Burnett was a prolific writer throughout her life; The Secret Garden and A Little Princess are her most famous works today, while the novel that brought on her fame in her lifetime, Little Lord Fauntleroy, hasn't maintained its initial popularity. Her interest in Christian Science can be seen in her 1906 novella, The Dawn of a To-Morrow, an interest that her contemporary Mark Twain shared and wrote about in his aptly titled book Christian Science. Rudyard Kipling's mostly contemporaneous children's works also express a similar view on England's colonial relationship to India as Burnett implies in The Secret Garden. As a writer in the Golden Age of children's literature, The Secret Garden joins classic children's novels such as Alice in Wonderland by Lewis Carroll, Peter and Wendy by J.M. Barrie, L.M. Montgomery's Anne of Green Gables, and Little Women by Louisa May Alcott. The 2013 novel by Ellen Potter, The Humming Room, is inspired by The Secret Garden.
Key Facts about The Secret Garden
  • Full Title: The Secret Garden
  • When Written: 1909-1910
  • Where Written: Manchester, England
  • When Published: 1911
  • Literary Period: Victorian; "Golden Age" of Children's Literature
  • Genre: Children's fiction
  • Setting: India; Misselwaithe Manor, England
  • Climax: Mr. Craven sees his son walking and laughing in the secret garden.

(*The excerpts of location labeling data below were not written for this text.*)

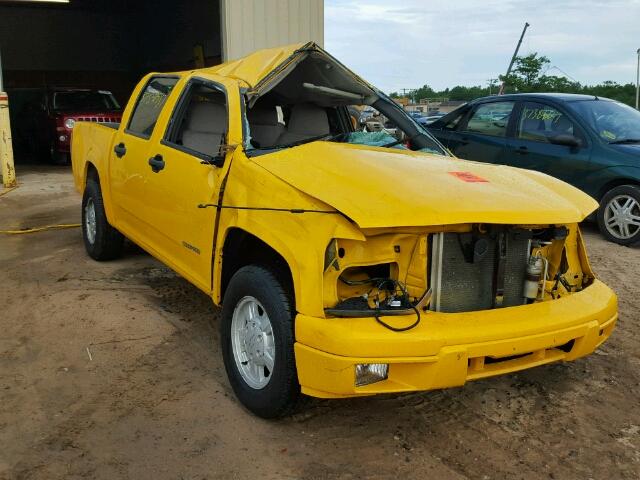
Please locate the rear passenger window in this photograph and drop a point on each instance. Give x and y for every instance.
(150, 103)
(199, 124)
(491, 119)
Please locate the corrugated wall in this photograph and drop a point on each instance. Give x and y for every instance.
(249, 25)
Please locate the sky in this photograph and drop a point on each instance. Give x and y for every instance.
(397, 44)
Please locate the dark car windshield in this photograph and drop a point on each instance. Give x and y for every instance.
(84, 101)
(613, 121)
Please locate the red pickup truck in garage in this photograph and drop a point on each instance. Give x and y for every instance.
(43, 119)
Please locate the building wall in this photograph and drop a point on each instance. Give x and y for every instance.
(249, 25)
(106, 44)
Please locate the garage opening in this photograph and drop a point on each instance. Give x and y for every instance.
(80, 59)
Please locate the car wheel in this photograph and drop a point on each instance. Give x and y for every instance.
(257, 339)
(101, 240)
(619, 215)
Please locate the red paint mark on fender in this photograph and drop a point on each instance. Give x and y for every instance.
(468, 177)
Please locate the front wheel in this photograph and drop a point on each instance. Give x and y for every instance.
(619, 215)
(257, 339)
(101, 240)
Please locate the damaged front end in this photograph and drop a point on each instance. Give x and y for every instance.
(453, 269)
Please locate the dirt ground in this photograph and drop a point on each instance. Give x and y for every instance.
(113, 370)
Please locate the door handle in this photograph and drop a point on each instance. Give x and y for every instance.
(120, 150)
(157, 163)
(522, 150)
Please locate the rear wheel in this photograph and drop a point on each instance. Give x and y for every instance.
(101, 240)
(257, 339)
(619, 215)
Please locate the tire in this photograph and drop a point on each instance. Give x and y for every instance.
(254, 292)
(61, 158)
(101, 240)
(619, 215)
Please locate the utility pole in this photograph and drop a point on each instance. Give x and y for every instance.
(6, 148)
(513, 59)
(637, 81)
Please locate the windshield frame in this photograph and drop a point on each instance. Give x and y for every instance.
(391, 110)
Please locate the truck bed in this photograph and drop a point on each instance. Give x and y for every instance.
(91, 142)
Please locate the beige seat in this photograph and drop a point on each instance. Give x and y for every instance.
(306, 121)
(264, 125)
(205, 127)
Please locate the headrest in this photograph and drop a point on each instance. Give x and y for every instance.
(308, 119)
(263, 116)
(207, 117)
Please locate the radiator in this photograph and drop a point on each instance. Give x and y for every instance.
(460, 283)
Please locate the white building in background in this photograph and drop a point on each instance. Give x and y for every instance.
(249, 25)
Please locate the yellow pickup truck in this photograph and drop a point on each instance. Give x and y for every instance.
(346, 262)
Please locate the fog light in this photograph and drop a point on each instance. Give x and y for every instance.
(368, 373)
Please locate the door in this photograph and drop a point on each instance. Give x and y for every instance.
(183, 174)
(128, 164)
(536, 143)
(481, 136)
(444, 128)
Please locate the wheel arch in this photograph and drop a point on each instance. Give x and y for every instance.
(242, 248)
(91, 172)
(618, 182)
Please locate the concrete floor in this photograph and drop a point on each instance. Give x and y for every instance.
(112, 370)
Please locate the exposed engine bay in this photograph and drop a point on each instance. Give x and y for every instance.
(469, 268)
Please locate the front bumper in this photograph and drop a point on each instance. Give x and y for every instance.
(447, 349)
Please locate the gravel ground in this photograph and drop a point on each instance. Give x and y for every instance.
(112, 370)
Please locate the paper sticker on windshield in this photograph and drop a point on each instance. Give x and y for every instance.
(468, 177)
(609, 135)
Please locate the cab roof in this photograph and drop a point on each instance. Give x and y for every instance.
(561, 97)
(257, 65)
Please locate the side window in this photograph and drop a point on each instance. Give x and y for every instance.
(150, 103)
(453, 123)
(491, 119)
(540, 123)
(199, 123)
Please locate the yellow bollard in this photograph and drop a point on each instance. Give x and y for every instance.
(6, 148)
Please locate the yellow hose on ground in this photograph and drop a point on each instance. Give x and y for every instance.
(41, 229)
(4, 192)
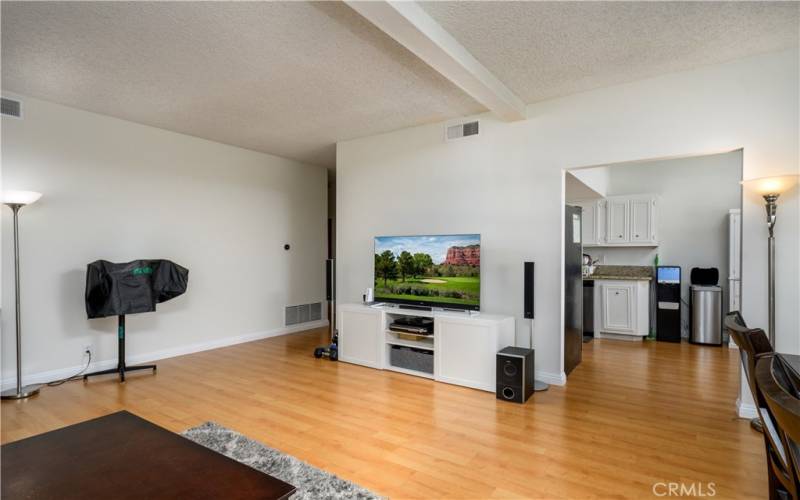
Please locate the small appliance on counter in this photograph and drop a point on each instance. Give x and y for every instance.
(412, 327)
(668, 303)
(515, 370)
(706, 307)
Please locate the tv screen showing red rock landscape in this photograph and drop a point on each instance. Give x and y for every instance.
(429, 270)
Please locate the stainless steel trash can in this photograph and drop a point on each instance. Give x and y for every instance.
(706, 322)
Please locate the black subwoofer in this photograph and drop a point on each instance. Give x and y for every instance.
(515, 374)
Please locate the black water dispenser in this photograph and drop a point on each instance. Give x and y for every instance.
(668, 303)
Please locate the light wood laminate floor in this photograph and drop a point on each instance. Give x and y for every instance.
(632, 415)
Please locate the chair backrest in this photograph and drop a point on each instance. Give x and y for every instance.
(781, 419)
(753, 343)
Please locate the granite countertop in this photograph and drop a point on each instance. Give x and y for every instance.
(628, 273)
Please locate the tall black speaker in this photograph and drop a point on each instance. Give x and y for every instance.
(528, 295)
(330, 277)
(515, 374)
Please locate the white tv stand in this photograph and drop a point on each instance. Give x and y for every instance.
(463, 345)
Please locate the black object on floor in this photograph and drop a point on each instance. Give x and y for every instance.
(129, 288)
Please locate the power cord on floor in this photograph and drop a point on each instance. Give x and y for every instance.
(56, 383)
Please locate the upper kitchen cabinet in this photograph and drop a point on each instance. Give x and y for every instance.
(620, 221)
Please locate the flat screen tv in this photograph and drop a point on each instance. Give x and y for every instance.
(435, 270)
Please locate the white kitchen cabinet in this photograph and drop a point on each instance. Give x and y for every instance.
(619, 307)
(593, 223)
(622, 308)
(618, 220)
(642, 215)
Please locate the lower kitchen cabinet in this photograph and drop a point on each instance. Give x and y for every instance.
(621, 309)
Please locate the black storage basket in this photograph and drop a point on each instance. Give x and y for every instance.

  • Antagonist: Neglect and negative thoughts
  • Point of View: Third-person omniscient

Extra Credit for The Secret Garden

Growing Fame. The Secret Garden wasn't well known or celebrated in the decades following its publication; it isn't noted in Burnett's obituary at all. However, thanks to the growing field of scholarly study of children's literature, as well as the novel's entry into the public domain between 1987 and 1995, The Secret Garden is now regularly rated among the most popular children's novels and is one of the best known of all Burnett's works.

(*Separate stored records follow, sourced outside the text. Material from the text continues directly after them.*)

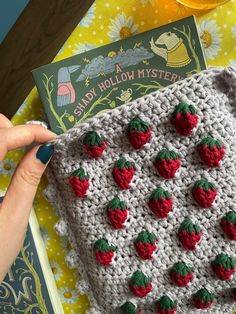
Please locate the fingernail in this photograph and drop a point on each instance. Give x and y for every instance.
(45, 152)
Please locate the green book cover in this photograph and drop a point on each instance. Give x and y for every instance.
(79, 87)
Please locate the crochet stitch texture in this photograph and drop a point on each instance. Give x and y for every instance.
(85, 220)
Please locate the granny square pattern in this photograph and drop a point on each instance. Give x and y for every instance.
(147, 193)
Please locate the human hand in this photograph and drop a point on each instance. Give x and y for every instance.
(17, 203)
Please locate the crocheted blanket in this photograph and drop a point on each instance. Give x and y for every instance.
(146, 193)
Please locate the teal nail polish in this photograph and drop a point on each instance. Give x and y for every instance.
(44, 153)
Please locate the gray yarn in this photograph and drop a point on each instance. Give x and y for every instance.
(212, 92)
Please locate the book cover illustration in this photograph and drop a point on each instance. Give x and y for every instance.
(29, 287)
(79, 87)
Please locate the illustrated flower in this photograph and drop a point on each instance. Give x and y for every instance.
(67, 295)
(211, 38)
(57, 271)
(79, 48)
(45, 235)
(89, 16)
(147, 2)
(7, 167)
(122, 27)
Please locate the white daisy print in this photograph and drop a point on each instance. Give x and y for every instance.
(234, 31)
(57, 271)
(79, 48)
(211, 38)
(122, 27)
(7, 167)
(89, 16)
(147, 2)
(67, 295)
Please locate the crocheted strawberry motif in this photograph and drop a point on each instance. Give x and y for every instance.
(228, 224)
(184, 118)
(189, 234)
(211, 151)
(123, 172)
(79, 182)
(94, 144)
(129, 308)
(104, 252)
(204, 193)
(166, 306)
(145, 245)
(167, 163)
(203, 299)
(140, 284)
(223, 266)
(139, 132)
(160, 202)
(181, 274)
(117, 212)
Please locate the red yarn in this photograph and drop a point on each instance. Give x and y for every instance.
(104, 258)
(229, 229)
(184, 124)
(161, 208)
(222, 273)
(117, 217)
(167, 169)
(79, 187)
(161, 311)
(95, 151)
(181, 281)
(200, 304)
(140, 292)
(211, 157)
(189, 240)
(123, 177)
(139, 139)
(204, 198)
(145, 251)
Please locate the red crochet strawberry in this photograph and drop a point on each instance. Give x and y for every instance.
(139, 132)
(145, 244)
(167, 163)
(211, 151)
(181, 274)
(189, 234)
(140, 284)
(94, 144)
(129, 308)
(79, 182)
(234, 293)
(184, 118)
(223, 266)
(166, 306)
(203, 299)
(228, 224)
(117, 212)
(123, 172)
(104, 252)
(160, 202)
(204, 193)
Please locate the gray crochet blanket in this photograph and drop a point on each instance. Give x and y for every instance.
(86, 219)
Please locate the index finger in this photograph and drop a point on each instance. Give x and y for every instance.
(23, 135)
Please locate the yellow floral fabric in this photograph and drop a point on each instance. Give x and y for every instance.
(107, 21)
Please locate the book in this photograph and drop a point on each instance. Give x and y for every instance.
(81, 86)
(29, 286)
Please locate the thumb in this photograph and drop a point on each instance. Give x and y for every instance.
(17, 203)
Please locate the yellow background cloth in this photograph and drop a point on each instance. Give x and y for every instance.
(107, 21)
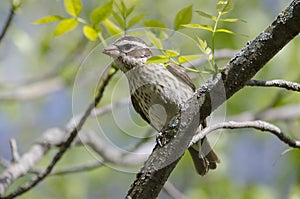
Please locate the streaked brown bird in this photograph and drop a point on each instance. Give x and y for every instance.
(157, 91)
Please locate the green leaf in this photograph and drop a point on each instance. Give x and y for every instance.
(184, 16)
(119, 19)
(199, 26)
(48, 19)
(188, 58)
(130, 10)
(230, 20)
(172, 53)
(101, 13)
(90, 33)
(192, 70)
(202, 43)
(154, 23)
(65, 25)
(204, 14)
(154, 40)
(73, 7)
(157, 59)
(224, 6)
(135, 20)
(112, 28)
(225, 31)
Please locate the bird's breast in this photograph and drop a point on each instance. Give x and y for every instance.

Adaptations. The first adaptation of The Secret Garden was made in 1919, but the film is believed to be lost. Since then, the novel has been adapted many times for a variety of media including film, television, theater, and a multimedia series presented partially on YouTube. It has featured performances by Dame Maggie Smith and Colin Firth and been adapted by both Jack Thorne (Harry Potter and the Cursed Child) and Caroline Thompson (Edward Scissorhands).